Run with configuration


For this case, the General_Execution.py script is used. For its operation, all the necessary parameters must be defined in the configuratio.yml file.


Run with configuration


To estimate SparCC in this way, you must fill in all the fields in the configuration.yml file. If you leave it as None, the value to run SparCC will be the default.

Required fields

# Correlation Calculation

name: 'experiment_sparCC' 
data_input: 'example/fake_data.txt'
method: 'sparcc'
n_iteractions: 5
x_iteractions: 10
threshold: 0.1
normalization: 'dirichlet'
log_transform: True
save_corr_file: 'example/cor_sparcc.csv' 
save_cov_file:  Null

# Pseudo p-value Calculation

num_simulate_data: 5
perm_template: 'permutation_#.csv' 
outpath: 'example/pvals/'
type_pvalues: 'one_sided'
outfile_pvals : 'example/pvals/pvals_one_sided.csv'

# Output file

name_output_file: 'sparcc_version1'

Only the following is required to run the script:

python General_Execution.py 

The output with the previous configuration, would be the files:

  • cor_sparcc.csv
  • pvals_one_sided.csv

Kombucha dataset example


There are 5 steps to process the data:

Step 1 : SparCC Estimation of the Otus.

python Compute_SparCC.py  -n Experiment_SparCC -di /home/dlegorreta/Documentos/ixulabs/4Cienegas/Data/T1B_Tapetes_secos-20191006T171745Z-001/T1B_Tapetes_secos/OTUs/filtered_otu_table_t1b.txt -xi 50  -ni 100 --save_cor=sparcc_output/cor_sparcc_tapetes.csv

Step 2 : Make Bootstraps with the Otus.

python MakeBootstraps.py /home/dlegorreta/Documentos/ixulabs/4Cienegas/Data/T1B_Tapetes_secos-20191006T171745Z-001/T1B_Tapetes_secos/OTUs/filtered_otu_table_t1b.txt -n 100 -t permutation_#.csv -p pvals/

Step 3 : SparCC estimation on all files from Step 2.

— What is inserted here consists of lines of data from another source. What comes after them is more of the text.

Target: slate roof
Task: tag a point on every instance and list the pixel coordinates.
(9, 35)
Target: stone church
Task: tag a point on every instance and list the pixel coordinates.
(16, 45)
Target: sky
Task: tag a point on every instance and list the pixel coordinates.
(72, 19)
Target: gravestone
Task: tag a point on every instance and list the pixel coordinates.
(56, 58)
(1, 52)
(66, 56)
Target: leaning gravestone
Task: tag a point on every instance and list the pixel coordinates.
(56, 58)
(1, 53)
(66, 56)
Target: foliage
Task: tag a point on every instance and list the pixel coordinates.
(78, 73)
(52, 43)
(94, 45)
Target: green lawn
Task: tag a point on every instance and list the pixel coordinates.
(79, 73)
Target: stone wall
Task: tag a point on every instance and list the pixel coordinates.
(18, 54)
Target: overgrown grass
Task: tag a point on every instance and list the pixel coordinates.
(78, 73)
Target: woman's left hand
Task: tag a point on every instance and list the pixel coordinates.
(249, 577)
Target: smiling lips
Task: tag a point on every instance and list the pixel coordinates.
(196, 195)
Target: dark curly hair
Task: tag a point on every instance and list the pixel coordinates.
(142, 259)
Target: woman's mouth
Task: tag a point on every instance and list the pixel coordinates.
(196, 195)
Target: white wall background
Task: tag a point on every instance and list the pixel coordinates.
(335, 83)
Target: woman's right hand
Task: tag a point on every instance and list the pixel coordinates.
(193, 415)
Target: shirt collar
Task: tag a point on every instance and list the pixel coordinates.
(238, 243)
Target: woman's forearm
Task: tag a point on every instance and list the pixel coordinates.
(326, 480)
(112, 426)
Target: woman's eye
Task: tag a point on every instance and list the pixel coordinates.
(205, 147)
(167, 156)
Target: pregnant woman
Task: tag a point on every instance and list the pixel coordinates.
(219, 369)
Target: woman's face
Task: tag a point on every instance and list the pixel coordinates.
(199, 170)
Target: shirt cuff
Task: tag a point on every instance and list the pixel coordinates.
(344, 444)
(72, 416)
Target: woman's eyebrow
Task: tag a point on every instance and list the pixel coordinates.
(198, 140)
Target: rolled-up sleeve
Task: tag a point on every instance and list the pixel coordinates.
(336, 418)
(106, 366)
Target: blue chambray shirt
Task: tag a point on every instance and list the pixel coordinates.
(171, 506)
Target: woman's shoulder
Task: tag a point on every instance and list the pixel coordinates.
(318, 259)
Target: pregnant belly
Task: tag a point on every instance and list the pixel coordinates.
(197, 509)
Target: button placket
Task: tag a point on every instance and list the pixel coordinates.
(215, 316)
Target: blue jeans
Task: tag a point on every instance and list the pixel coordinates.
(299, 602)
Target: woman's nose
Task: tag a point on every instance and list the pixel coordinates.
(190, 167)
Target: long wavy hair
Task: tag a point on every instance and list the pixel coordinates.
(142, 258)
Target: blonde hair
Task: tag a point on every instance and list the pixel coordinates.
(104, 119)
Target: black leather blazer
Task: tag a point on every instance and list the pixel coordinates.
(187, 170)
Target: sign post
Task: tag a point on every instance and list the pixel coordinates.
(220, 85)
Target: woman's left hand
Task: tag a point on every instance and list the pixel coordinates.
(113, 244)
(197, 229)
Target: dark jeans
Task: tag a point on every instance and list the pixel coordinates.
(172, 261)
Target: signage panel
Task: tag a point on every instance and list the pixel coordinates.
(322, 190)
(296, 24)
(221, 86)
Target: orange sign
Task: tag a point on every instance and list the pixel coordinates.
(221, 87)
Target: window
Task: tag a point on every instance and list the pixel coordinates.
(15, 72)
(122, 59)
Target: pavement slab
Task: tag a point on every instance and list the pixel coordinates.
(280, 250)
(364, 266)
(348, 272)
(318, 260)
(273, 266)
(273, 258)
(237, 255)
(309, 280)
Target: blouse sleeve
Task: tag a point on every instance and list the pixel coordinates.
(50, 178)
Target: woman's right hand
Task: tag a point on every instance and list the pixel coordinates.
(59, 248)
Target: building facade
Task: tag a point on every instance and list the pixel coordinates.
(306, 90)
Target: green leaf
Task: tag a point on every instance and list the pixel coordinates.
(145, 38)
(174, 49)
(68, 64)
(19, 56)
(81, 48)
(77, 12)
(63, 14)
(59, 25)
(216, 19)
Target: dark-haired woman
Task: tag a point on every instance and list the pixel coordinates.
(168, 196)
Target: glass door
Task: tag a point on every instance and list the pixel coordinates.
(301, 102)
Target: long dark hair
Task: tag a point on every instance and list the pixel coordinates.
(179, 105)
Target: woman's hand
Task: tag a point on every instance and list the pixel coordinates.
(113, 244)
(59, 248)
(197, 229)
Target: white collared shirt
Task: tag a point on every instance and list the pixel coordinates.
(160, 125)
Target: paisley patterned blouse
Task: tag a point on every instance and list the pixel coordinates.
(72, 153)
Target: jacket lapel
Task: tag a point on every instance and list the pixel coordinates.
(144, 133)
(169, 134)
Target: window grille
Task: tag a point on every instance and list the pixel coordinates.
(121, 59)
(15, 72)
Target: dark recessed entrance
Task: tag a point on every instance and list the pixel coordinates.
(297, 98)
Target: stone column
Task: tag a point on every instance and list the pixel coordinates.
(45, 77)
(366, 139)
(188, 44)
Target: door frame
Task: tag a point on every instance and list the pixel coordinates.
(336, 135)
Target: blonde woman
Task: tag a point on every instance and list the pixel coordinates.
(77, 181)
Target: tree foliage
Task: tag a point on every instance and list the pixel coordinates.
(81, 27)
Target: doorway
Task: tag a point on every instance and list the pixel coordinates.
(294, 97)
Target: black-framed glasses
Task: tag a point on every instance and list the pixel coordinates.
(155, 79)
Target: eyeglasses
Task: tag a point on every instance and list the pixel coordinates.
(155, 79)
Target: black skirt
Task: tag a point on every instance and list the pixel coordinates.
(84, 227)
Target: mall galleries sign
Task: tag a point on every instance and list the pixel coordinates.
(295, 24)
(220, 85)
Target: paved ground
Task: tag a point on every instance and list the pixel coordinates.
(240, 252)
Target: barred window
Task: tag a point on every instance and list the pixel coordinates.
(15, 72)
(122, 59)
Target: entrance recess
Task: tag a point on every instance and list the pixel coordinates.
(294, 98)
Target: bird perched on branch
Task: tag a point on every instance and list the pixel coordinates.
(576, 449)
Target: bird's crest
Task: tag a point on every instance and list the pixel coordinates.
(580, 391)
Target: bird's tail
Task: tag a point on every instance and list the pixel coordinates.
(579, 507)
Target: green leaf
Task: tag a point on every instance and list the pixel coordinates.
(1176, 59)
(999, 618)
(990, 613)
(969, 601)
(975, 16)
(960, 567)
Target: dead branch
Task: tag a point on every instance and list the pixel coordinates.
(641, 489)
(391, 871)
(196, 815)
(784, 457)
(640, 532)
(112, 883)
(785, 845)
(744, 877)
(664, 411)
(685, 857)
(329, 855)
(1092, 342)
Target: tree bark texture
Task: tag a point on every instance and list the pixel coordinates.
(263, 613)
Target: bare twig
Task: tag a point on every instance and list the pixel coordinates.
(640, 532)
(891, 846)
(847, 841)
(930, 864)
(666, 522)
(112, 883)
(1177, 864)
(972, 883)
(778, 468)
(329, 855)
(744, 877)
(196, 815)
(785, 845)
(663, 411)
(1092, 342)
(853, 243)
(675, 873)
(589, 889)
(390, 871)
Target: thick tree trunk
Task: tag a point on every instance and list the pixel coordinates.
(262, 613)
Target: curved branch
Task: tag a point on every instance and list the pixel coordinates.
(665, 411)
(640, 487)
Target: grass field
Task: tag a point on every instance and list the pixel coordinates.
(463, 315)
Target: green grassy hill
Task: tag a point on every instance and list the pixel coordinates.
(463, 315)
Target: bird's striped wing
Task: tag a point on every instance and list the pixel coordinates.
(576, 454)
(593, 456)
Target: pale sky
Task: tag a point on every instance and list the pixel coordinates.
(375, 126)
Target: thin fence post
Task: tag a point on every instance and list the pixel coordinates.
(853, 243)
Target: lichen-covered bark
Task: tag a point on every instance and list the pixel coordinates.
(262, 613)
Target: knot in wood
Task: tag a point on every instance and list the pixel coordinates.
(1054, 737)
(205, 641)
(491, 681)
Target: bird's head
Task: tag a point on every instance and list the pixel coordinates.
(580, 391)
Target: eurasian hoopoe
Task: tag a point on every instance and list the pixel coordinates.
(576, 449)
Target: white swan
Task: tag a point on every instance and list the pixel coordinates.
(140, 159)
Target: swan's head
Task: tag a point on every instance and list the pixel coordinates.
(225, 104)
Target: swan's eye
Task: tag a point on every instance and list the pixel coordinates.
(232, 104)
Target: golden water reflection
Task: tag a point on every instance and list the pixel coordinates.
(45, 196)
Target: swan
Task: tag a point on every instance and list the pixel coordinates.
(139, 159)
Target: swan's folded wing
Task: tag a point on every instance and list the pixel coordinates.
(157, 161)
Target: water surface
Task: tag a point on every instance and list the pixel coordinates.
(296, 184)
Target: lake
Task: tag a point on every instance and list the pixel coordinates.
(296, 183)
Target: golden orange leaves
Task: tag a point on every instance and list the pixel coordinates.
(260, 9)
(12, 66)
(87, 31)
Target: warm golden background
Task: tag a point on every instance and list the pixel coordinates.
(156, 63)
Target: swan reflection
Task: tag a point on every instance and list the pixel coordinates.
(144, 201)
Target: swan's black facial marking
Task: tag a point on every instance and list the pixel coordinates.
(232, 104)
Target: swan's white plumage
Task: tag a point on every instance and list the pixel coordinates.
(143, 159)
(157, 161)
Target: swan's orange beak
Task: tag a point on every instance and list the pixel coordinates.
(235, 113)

for i in `seq 0 99`; do python Compute_SparCC.py --name Experiment_PVals -di pvals/permutation_$i.csv --save_cor pvals/perm_cor_$i.csv --verbose False >> Pval_Tapetes.log; done

Step 4 : Estimation of P-test on all SparCC files from subsamples.

python PseudoPvals.py sparcc_output/cor_sparcc.csv pvals/perm_cor_#.csv 5 -o example/pvals/pvals_one_sided.csv -t one_sided

Step 5 : Take only the Otus with p-values ​​that satisfy the hypothesis test, that is, if the significance level is p = 0.05, those that are equal to or less than that value are rejected.

Note: This example can be run with the configuration file, you only need to define the parameters similar to the ones that were used.


Refernce


Detailed information about the algorithm can be found in the accompanying publication.